M. Michel Prada a apporté les éléments de réponses suivants :

- une agence de notation sur les trois existantes est de droit américain, même si elle relève majoritairement de capitaux français. Une plus forte présence française ou européenne est sans doute souhaitable, mais il faut convenir que l'entrée sur le marché de la notation n'est pas aisée, la notoriété étant un élément indispensable en l'espèce ;

- les contacts réguliers qu'a la COB avec la SEC américaine permettent d'affirmer que les autorités américaines se préoccupent bien évidemment d'éviter de nouvelles affaires Enron. Peut-être celles-ci sont-elles tentées de régler seules ce type d'affaires au plan national mais, d'un autre côté, elles sont conscientes de la nécessité d'adopter des standards communs à l'Europe. Leur changement d'attitude vis-à-vis de l'harmonisation des normes comptables est significative à cet égard ;

- le ministère de l'économie ou le Gouverneur de la Banque de France sont les plus à même de mesurer les effets macro-économiques de la chute des marchés boursiers. Cela étant, l'impact macro-économique est sans doute plus faible en Europe qu'aux États-Unis, comme en témoigne la chute des cours de 1987 qui a eu une faible incidence en 1988. Il y a en France une certaine déconnexion entre le marché boursier et l'activité économique ;

- s'agissant de la réforme du droit des sociétés, beaucoup a été fait, notamment dans le domaine du « gouvernement d'entreprise ». Les réformes adoptées doivent maintenant être mises en oeuvre. Il faudra certainement, en outre, aller au-delà et fixer de nouvelles règles sur la gestion des sociétés.

- l'activité d'audit doit assurément être détachée du management et des directeurs financiers et comptables des sociétés. Aussi une réflexion s'impose-t-elle sur son rattachement aux conseils d'administration et aux assemblées générales ;

- un seul grand pays organise la rotation obligatoire des cabinets de commissaires aux comptes : l'Italie. La France pourrait retenir, quant à elle, un système intermédiaire consistant à organiser une rotation des associés signataires, tous les 7 ou 8 ans. Il faut en effet constater que, dans certaines sociétés, les mêmes personnes signent les comptes depuis 18 ou 20 ans.
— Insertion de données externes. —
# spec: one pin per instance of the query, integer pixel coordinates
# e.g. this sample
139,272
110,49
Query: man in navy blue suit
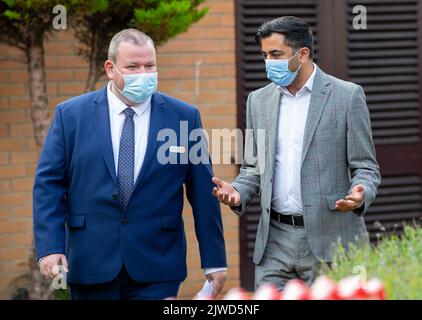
107,207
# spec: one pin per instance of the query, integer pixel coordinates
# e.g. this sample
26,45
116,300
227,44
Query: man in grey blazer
318,175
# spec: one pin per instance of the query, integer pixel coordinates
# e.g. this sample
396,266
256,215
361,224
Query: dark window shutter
384,59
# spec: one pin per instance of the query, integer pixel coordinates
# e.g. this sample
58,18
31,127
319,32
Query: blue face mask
138,87
279,73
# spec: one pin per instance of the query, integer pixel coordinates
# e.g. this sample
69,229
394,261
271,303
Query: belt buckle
293,221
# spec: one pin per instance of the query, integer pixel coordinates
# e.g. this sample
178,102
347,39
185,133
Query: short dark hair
297,33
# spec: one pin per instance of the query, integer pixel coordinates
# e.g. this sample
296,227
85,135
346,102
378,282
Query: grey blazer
338,153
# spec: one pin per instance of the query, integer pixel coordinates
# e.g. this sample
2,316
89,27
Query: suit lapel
320,93
101,115
156,123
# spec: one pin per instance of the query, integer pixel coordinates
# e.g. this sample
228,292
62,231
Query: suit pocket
326,124
76,222
171,222
332,199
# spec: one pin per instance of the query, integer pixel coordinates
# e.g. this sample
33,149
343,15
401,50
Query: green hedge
395,260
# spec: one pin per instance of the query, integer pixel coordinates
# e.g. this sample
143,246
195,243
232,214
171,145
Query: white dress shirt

La rotation des cabinets de commissaires aux comptes risquerait en revanche de poser des problèmes de gestion en début et fin de période. M. Michel Prada avance toutefois, à titre personnel, l'idée d'une rotation organisée sur la base du co-commissariat qui pourrait concilier les contraintes contradictoires ;

- l'interdiction de toute activité de conseil aux cabinets d'audit aurait certes le mérite de la simplification et « purifierait » le secteur, mais comporterait des risques, l'activité d'audit étant austère et la règle pouvant, à terme, affaiblir les cabinets. On pourrait se limiter à rendre incompatibles les activités d'audit et de conseil d'un cabinet auprès d'une même société ;

- s'agissant des plans de stock options, il est de plus en plus évident qu'il faut accorder plus de pouvoirs aux assemblées générales et permettre aux actionnaires de s'exprimer.

M. Henri Emmanuelli a souhaité connaître les dates d'inscription à l'ordre du jour de la Commission des finances des propositions de résolution tendant à la création de commissions d'enquête.

Le Président Pierre Méhaignerie, après avoir constaté que les propositions de résolution avaient été distribuées il y a peu, les 12 et 19 juillet, a indiqué que la désignation de rapporteurs interviendrait très rapidement.